Google Spreadsheet: How to compare two strings and highlight the differences

From the postbag Marjolein Hoekstra (CleverClogs) writes:

Short description
Can you make a Google Script for me that compares two strings character by character? If differences are found, the script should point these out. If no differences are found at all, the script should put out the text "[ id. ]" .

Detailed description
I have two columns containing lists of horizontally identical, but sometimes almost identical text strings. This is on purpose. Each row has another couple of words that need to be compared.

I'd like to compare them on a character by character basis, and then point out in the second column at which positions it differs from the first, for example like this:

A2: ABCDE

B2: ABKDE

If you compare these two, you'll see that cell B2[3] has 'K' where A2[3] reads 'C'.

My envisioned formula would then populate cell C2 with: "[ – – K – – ]"

As far as I can tell, I'd need a Google Script that parses both strings character by character and output "–" when they are identical, and output the value of the character string from B2. It should be relative simple, with a FOR loop. Thing is, I've never written a Google Script, and it's a bit daunting for me to start on my own.
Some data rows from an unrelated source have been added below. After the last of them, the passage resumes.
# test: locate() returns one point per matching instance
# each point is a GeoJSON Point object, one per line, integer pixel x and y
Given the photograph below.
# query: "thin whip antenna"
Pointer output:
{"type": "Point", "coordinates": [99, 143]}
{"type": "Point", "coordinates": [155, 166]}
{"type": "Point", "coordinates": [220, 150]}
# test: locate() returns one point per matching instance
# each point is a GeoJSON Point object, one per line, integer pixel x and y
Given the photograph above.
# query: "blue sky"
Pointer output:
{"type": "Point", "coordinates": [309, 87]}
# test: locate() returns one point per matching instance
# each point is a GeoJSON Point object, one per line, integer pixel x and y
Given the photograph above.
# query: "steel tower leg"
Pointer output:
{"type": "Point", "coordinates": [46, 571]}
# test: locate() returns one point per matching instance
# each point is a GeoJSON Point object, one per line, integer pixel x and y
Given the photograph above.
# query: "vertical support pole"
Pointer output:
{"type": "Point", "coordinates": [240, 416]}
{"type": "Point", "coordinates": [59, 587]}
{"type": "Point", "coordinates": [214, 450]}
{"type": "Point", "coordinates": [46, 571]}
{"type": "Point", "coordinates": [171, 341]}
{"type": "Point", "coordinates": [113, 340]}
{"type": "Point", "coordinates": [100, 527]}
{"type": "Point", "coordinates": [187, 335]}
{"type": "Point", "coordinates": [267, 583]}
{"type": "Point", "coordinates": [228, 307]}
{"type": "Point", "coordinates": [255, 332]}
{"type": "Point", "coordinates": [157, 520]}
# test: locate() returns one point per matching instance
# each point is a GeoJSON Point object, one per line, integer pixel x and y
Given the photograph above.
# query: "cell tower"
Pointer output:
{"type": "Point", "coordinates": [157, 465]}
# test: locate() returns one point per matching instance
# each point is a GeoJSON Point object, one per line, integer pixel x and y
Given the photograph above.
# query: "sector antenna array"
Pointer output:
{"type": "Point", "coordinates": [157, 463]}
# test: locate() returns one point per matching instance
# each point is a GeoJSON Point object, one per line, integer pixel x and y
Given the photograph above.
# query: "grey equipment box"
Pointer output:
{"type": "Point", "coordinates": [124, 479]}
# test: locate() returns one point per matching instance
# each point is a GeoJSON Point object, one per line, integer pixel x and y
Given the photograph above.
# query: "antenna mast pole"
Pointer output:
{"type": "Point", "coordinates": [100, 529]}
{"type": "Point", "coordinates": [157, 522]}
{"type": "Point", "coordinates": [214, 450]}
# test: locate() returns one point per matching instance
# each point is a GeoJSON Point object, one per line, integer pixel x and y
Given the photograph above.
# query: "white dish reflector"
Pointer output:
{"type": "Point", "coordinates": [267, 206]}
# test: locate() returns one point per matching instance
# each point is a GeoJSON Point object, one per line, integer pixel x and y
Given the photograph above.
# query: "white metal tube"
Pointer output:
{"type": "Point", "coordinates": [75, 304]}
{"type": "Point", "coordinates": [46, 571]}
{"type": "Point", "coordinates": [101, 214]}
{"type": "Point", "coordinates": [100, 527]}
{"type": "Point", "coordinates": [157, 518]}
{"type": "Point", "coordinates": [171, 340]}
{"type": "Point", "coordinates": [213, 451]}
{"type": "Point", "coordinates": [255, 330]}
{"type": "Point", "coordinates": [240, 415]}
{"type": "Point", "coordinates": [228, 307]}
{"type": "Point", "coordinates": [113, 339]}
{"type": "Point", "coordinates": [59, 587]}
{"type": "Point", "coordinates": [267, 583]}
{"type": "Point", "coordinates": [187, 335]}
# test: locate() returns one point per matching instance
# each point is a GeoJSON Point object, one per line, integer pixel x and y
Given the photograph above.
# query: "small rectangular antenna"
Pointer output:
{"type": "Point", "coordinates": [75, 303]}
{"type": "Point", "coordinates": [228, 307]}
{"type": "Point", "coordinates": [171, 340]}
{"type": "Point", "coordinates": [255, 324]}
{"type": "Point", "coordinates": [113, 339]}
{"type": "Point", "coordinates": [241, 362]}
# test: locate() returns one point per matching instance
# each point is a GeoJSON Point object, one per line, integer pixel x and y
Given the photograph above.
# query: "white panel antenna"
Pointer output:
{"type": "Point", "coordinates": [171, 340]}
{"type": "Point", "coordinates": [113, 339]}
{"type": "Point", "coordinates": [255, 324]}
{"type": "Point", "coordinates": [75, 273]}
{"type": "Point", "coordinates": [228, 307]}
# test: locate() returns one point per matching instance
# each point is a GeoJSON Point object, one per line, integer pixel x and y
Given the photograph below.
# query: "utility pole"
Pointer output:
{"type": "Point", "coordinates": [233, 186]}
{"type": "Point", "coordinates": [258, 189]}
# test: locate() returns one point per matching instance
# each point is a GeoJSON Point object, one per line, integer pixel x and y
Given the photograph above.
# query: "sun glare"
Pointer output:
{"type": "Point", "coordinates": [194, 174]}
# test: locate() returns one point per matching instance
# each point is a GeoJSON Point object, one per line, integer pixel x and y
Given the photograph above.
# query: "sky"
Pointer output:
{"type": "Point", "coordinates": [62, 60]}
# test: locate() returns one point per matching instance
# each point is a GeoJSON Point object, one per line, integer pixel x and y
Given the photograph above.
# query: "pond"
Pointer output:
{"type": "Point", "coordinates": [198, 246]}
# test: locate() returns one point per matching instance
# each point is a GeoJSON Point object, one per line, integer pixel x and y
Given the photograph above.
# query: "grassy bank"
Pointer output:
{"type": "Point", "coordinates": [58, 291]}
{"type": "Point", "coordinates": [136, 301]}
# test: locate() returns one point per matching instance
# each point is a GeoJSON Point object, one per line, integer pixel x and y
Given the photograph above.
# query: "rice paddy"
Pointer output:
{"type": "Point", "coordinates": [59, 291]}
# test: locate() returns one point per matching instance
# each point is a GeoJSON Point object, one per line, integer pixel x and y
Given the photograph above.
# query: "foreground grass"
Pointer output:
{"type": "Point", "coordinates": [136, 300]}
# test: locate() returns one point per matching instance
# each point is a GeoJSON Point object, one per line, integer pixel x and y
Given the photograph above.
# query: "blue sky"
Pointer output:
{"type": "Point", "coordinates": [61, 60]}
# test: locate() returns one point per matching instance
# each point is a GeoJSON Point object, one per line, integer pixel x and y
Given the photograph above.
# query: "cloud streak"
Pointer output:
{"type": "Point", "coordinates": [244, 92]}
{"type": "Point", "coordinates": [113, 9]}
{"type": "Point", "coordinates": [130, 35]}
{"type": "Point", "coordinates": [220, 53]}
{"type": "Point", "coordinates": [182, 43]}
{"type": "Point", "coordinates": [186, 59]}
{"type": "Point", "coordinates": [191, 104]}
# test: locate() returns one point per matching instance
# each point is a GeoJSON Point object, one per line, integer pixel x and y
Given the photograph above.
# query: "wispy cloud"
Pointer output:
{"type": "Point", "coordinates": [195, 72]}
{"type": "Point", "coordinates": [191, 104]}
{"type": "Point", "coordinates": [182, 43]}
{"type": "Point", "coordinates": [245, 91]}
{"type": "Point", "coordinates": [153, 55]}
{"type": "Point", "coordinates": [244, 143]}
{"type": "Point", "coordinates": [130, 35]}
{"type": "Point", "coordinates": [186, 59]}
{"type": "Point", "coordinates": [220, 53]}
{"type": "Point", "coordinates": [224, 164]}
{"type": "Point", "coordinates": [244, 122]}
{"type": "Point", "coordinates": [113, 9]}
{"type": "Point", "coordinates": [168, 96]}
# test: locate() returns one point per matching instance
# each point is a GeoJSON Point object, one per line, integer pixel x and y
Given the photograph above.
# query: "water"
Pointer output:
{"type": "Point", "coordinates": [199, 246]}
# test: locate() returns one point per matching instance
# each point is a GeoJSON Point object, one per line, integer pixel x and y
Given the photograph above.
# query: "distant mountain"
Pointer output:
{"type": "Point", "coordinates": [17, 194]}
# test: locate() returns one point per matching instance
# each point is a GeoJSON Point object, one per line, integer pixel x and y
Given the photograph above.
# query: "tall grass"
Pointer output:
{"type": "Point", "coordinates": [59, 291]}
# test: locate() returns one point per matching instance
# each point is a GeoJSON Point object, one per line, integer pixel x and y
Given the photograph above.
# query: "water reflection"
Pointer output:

Note that LEN (A) is always identical to LEN (B)

Background info
In case you're interested in the actual use case: I want to use this formula to compare strings of Chinese characters, where the first column contains the traditional writing of these characters (typically requiring more strokes) and the second column containing the simplified writing of those same characters. Sometimes the characters are different, sometimes they are not. You can see this clearly in the screenshot below.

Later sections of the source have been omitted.